2. I love that their focus is not strictly on duration beyond 12 weeks, but more on quality of outcomes/effect during 12 weeks. If patients, can just feel solid symptom relief for 12 then that is a huge win. Frankly, per the data from patient interviews/polls - many patients claim that their treatment effects wane in week 9 to 10. many patients could get 20-25% better symptom relief with a toxin that has a 12 week duration of effect. The key factor is that insurances will only reimburse every 12 weeks so if the toxin wears off before the 12 week mark then the patient just has to live with it.
3. I like that their revenue projections are conservative. They had 17 MDs in the PreVu. It was not disclosed on what % of the overall CD patient population these MDs see. Large University movement disorder centers see the majority of these patients. Now, when they are approaching new MDs and centers, they will sample them so that the MDs can get their impression of outcomes. So, for a new prescribing center, it can take 3 to 6 months to see revenue.

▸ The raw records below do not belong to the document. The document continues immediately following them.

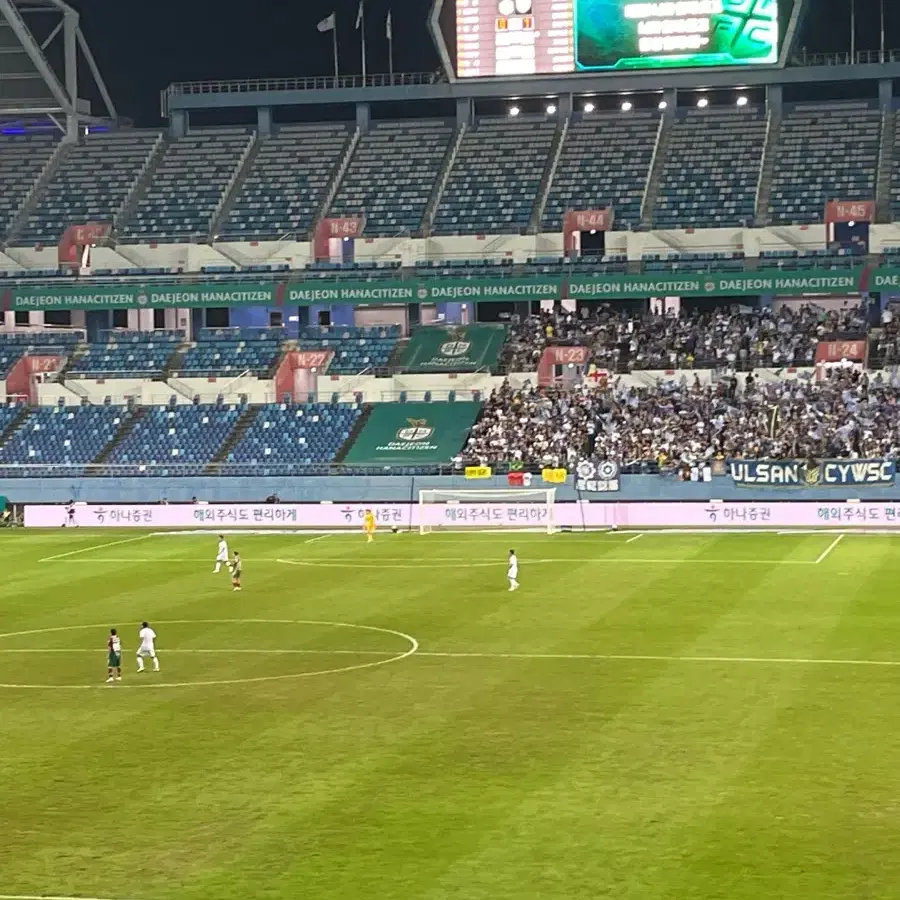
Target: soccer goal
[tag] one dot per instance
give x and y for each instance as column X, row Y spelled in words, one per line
column 522, row 509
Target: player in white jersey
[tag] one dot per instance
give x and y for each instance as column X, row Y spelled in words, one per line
column 147, row 647
column 513, row 572
column 221, row 554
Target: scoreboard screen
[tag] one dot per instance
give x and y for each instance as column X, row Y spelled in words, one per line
column 503, row 38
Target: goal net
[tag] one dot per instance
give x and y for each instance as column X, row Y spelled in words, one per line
column 523, row 509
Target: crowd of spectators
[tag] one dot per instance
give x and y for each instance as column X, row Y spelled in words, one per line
column 725, row 338
column 849, row 414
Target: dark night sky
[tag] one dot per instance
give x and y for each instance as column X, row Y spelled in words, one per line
column 141, row 47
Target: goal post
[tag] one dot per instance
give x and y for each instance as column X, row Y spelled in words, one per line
column 529, row 509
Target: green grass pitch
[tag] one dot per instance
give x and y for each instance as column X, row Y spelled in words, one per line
column 650, row 716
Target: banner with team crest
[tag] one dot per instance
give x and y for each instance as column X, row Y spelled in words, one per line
column 796, row 473
column 597, row 476
column 464, row 348
column 410, row 433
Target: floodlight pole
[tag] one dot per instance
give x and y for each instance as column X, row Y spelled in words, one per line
column 70, row 48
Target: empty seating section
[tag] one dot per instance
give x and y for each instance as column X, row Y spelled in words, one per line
column 824, row 153
column 178, row 434
column 286, row 182
column 392, row 174
column 63, row 435
column 14, row 346
column 495, row 177
column 232, row 351
column 712, row 167
column 302, row 435
column 188, row 187
column 605, row 161
column 355, row 347
column 146, row 359
column 22, row 159
column 91, row 183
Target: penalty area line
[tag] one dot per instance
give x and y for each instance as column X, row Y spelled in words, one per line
column 71, row 553
column 828, row 550
column 50, row 897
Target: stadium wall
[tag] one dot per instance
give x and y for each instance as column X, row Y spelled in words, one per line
column 190, row 258
column 394, row 488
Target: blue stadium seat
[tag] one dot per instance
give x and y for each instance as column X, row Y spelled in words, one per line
column 69, row 436
column 286, row 182
column 15, row 345
column 144, row 354
column 188, row 187
column 91, row 184
column 392, row 175
column 604, row 162
column 299, row 435
column 825, row 152
column 22, row 159
column 355, row 347
column 172, row 435
column 231, row 351
column 495, row 178
column 712, row 167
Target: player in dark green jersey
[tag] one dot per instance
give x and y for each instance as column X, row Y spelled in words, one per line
column 114, row 656
column 236, row 571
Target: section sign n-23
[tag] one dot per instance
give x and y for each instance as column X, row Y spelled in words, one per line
column 825, row 473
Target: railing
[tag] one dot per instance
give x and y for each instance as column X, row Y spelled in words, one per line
column 502, row 267
column 276, row 470
column 860, row 58
column 315, row 83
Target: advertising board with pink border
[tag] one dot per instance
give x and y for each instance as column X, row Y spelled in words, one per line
column 474, row 515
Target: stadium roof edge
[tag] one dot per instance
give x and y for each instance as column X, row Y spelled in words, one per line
column 217, row 95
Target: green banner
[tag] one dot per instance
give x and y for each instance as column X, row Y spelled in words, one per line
column 442, row 290
column 722, row 284
column 462, row 349
column 409, row 433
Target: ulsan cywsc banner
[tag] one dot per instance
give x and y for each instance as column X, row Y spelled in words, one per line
column 796, row 473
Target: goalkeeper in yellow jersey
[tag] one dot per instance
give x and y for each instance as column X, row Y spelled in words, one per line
column 369, row 525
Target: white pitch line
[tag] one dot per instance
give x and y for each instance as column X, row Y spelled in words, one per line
column 142, row 537
column 462, row 562
column 586, row 657
column 827, row 551
column 618, row 657
column 47, row 897
column 257, row 651
column 601, row 560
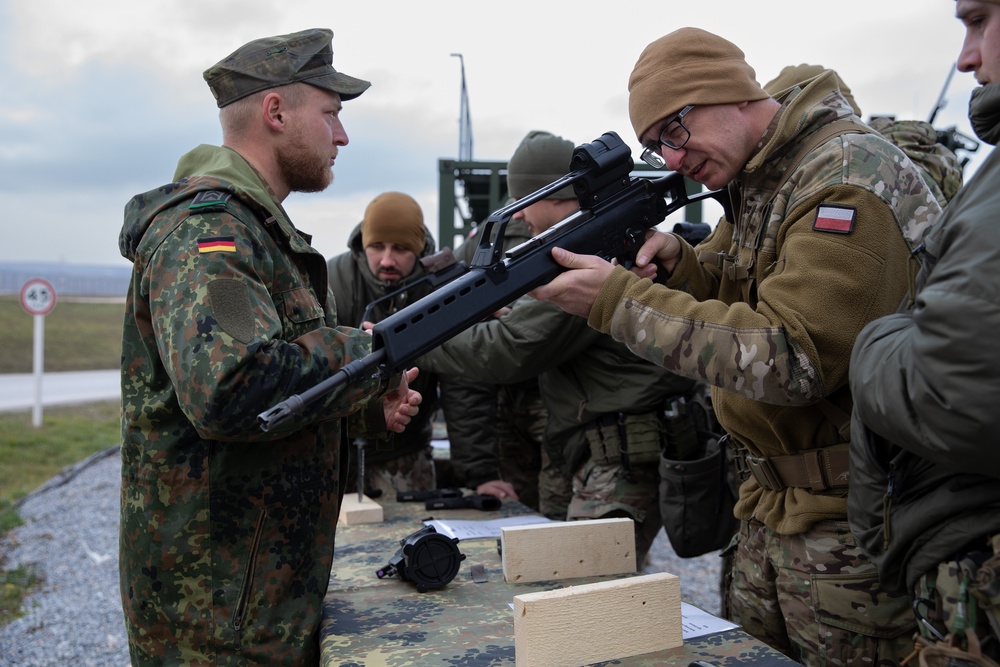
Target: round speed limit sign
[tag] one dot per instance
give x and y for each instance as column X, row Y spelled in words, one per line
column 38, row 297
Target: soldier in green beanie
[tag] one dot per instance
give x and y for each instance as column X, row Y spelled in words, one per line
column 925, row 483
column 390, row 252
column 605, row 424
column 766, row 310
column 227, row 531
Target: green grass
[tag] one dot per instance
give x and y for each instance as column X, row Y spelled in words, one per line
column 79, row 336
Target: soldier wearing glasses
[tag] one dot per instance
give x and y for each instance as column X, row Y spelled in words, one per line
column 766, row 311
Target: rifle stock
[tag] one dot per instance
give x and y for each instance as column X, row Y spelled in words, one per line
column 615, row 212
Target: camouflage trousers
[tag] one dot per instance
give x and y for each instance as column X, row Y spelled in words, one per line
column 555, row 488
column 521, row 418
column 409, row 472
column 604, row 491
column 960, row 597
column 816, row 597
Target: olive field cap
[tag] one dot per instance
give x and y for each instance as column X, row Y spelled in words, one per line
column 797, row 75
column 269, row 62
column 689, row 66
column 540, row 159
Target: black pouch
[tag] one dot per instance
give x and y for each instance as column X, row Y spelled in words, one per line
column 697, row 499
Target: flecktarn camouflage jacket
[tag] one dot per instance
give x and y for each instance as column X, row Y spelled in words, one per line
column 227, row 532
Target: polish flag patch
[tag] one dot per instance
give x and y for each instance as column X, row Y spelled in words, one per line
column 836, row 219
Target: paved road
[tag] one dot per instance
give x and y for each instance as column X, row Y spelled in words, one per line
column 18, row 390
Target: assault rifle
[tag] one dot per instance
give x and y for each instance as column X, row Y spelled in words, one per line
column 615, row 212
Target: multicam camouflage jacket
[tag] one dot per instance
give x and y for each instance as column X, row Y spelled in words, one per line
column 942, row 169
column 227, row 532
column 770, row 313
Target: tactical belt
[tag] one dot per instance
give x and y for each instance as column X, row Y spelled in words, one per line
column 817, row 469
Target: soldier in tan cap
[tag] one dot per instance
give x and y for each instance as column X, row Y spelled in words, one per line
column 766, row 311
column 390, row 253
column 925, row 493
column 604, row 406
column 227, row 531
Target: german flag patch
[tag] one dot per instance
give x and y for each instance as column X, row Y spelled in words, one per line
column 217, row 244
column 836, row 219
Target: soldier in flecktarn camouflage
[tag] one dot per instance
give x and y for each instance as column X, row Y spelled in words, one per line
column 227, row 531
column 825, row 213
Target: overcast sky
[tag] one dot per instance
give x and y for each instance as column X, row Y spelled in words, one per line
column 104, row 96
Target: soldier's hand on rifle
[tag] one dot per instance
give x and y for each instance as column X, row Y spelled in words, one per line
column 401, row 404
column 575, row 290
column 659, row 248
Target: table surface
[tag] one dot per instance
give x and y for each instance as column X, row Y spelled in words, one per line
column 369, row 622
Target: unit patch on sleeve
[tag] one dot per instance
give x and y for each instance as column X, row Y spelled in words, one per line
column 836, row 219
column 217, row 244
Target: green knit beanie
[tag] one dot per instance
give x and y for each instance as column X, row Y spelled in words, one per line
column 540, row 159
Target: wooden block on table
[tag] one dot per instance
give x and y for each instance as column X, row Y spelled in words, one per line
column 566, row 549
column 353, row 512
column 580, row 625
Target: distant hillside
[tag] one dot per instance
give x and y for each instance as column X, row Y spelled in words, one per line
column 67, row 279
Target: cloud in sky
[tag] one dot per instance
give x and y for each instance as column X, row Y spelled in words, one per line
column 104, row 96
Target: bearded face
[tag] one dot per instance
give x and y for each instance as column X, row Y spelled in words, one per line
column 305, row 166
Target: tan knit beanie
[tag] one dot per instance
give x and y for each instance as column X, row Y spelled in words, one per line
column 394, row 217
column 797, row 75
column 688, row 66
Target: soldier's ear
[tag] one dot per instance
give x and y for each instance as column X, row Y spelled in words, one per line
column 272, row 109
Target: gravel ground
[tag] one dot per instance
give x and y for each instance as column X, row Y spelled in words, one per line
column 70, row 537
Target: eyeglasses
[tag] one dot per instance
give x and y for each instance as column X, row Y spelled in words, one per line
column 674, row 136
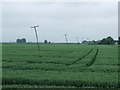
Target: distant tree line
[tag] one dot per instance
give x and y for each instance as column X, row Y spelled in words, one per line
column 23, row 40
column 105, row 41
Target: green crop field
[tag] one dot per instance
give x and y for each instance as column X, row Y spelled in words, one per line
column 59, row 65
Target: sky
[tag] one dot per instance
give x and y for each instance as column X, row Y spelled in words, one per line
column 85, row 20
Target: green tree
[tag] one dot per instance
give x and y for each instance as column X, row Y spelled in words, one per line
column 45, row 41
column 109, row 40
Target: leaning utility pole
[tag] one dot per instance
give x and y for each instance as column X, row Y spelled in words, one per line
column 36, row 35
column 66, row 38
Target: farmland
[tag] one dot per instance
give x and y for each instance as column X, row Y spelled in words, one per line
column 59, row 65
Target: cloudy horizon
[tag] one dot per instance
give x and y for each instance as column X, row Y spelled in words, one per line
column 85, row 20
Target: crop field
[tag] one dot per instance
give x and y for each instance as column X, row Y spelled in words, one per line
column 59, row 65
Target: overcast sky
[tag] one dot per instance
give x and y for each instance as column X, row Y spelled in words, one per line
column 88, row 20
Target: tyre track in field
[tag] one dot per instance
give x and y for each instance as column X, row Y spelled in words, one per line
column 29, row 61
column 81, row 57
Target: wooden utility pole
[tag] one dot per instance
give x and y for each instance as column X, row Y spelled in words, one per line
column 77, row 39
column 66, row 38
column 36, row 35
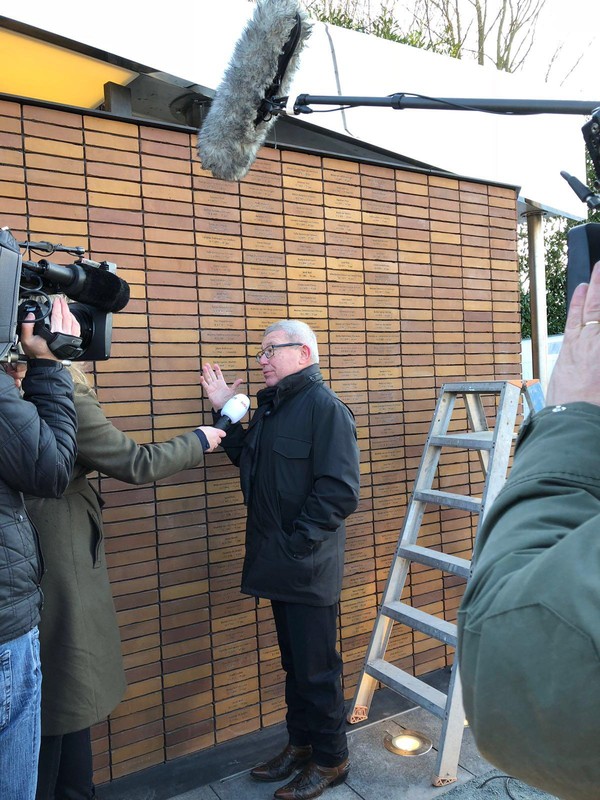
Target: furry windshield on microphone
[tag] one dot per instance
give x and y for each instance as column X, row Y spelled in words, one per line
column 263, row 64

4. This was not mentioned in CC, but the number 2 question that skilled neurologists (who inject the scalenes which are the most difficult to inject with potential for side effects that include swallowing difficulties) ask is “is there much spread”. What they are asking is what is your safety profile relative to swallowing difficulty. Daxxify has the best safety profile related to this by a pretty good margin. This is huge for the notoriously conservative neurologists.
5. Lastly, I do like that they are going for the currently treated patient vs the naive to neurotoxin patient. Patients whom have never been injected can have a wider effect as the MD has no base for dosing. With current patients, they know their dosing and will just do a unit conversion (which reps can not discuss). Also, a good number of patients can produces antibodies to their current toxin thus decreasing effects. Those patients are prime for converting to a new toxin.
Just some thoughts. If they were able to get the right reps who have Roledexes of relationships with neurologists then the CD indication could go quite well. Don’t forget for every CD patient there is about 7 to 10x or more toxin utilized than in a cosmetic application. For upper limb spasticity patients which they alluded to that some insurances will cover - there is typically 15 to 20x more toxin utilized than cosmetic.